– Не понял? – промямлил, удивленно тараща глаза, Петрович.

– Воровать учишь?

– Ничего не понял!

– А кто вчера телегу дров продал? А? Думаешь, не знали, что это мои дрова? Знали. И за дом, и за хлев мне колхоз ничего не заплатил, кругом меня обобрали, и вы ещё мои дрова продаете? Как это понимать? А?

– Так ведь дом-то Марии Федоровны. Она говорит, что ей дров больше не нужно.

– Дом дедушкин. А я его внучка, такая же, как Маша.

– Вот тебе на!

– Может, я за свою половину дома каждый год по двадцать рублей одной страховки платила, а стоит он пустой уже десять лет. Вон сколько денег-то набежало… Вот пусть мне за эту страховку всё до копейки и выплатят. А то я на вас в суд подам.

– А мы-то тут причем? – не понял Петрович. – Мы ничего не знали. Маша от дров отказалась – вот мы и продали.

– Да как это? Не знали они! Я страховку платила, а дрова, значит, ей? Вот как! Хорошо получается, ничего не скажешь.

– Мы не знали. Говорят же тебе.

– Вот и я ничего знать не хочу. Поеду завтра в город, прокурору заявление напишу. Пусть разбираются. Или страховку мою возвращайте обратно. Или дрова везите.

– Мы строители. Мы тут ни при чем, – попробовал объясниться бригадир.

– Да как это ни при чем, – не унималась старуха. – Дрова-то ведь вы продали? Продали. Кто же тогда мне деньги заплатит?

– В колхоз иди. Говори там. Может, они придумают чего, – решил вставить свое слово Коля Замес.

– Вот как!

– Да. А как иначе.

– Это, значит, зря мы с мужем деньги платили? Это, значит, зря у меня мужик на фронте был, весь израненный пришел? Это зря всё, что ли?

– Раньше надо было думать, бабуся.

– А ты не кричи на меня! Мне и так тошно.

– Раньше надо было думать. Надо была в колхозную контору идти рядиться.

– Я ходила, рядилась.

– Ну и чего они тебе предложили?

– Пятьсот рублей.

– Вот и надо было брать.

– Дак ведь я им ломать-то запретила. Запретила ломать я.
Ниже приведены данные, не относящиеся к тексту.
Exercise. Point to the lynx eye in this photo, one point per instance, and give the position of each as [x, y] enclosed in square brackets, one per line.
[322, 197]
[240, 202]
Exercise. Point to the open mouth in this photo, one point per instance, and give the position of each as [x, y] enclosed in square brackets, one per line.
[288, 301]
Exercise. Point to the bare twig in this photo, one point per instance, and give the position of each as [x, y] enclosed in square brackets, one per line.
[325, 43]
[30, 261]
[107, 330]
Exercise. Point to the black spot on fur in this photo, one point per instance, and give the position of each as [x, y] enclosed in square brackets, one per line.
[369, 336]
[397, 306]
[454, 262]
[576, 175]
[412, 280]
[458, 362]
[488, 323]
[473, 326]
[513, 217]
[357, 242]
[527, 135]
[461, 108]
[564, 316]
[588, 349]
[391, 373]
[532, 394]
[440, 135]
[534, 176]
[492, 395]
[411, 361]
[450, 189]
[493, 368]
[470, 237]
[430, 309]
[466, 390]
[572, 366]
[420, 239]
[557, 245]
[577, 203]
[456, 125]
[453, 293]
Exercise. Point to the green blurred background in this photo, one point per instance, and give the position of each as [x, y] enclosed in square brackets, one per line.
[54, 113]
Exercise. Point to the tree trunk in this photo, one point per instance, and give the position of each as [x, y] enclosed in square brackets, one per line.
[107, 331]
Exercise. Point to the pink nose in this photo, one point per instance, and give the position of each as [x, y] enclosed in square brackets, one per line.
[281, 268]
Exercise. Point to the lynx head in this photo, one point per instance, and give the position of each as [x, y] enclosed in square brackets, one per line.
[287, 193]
Это они сами придумали.

– А сейчас не спрашивают, милая моя. Сейчас сносят всю рухлядь и всё.

Анна Федоровна немного помолчала в раздумье, потом спохватилась и закричала вновь:

– Ты мне зубы-то не заговаривай! Я тебя знаю! Жулика. Вы мне, как хотите, а сто рублей находите. Иначе я к прокурору завтра поеду. Как хотите, так, и делайтесь теперь. Дрова мои продали? Продали. Дом у меня сломали? Сломали.

– Ну, поезжай тогда к своему прокурору. Только ведь ничего не добьешься.

– А это мы посмотрим ещё, – пообещала старуха.

И она пошла прочь от дома с чувством исполненного долга. Мы стояли и смотрели ей вслед, и ни у кого не нашлось нужных слов, чтобы что-то сказать. Только когда она скрылась за поворотом, почему-то поднялся страшный гвалт. Петрович стал упрекать Кольку Замеса за то, что тот придумал телегу дров продать, – проку, в сущности, никакого, а сраму – за век не расхлебать. Тот рассердился, стал оправдываться: «Пили-то вместе, чего теперь виновного искать». И только Вася тихо сказал, с удрученным видом присаживаясь на землю: «Видно, придется платить, мужики. Что теперь поделаешь. Дрова-то действительно продали». И все мы удивленно на него посмотрели. Странная какая-то у Васи логика. Сидит он на пыльной земле с потным лицом в серой выцветшей рубахе, весь какой-то худой, некрасивый и рассуждает о справедливости, которую по отношению к нему никто никогда не проявлял. Зато он почему-то со всеми должен быть справедливым, всем должен помочь, всех успокоить. Эта его обескураживающая простота порой раздражает больше, чем пьянство, чем всё остальное, вместе взятое. И почему он такой? В церковь не ходит, Богу не молится, матерится порой, как сапожник, но душа у него при этом удивительно искренняя, до странности жалостливая. Душа по-настоящему верующего человека.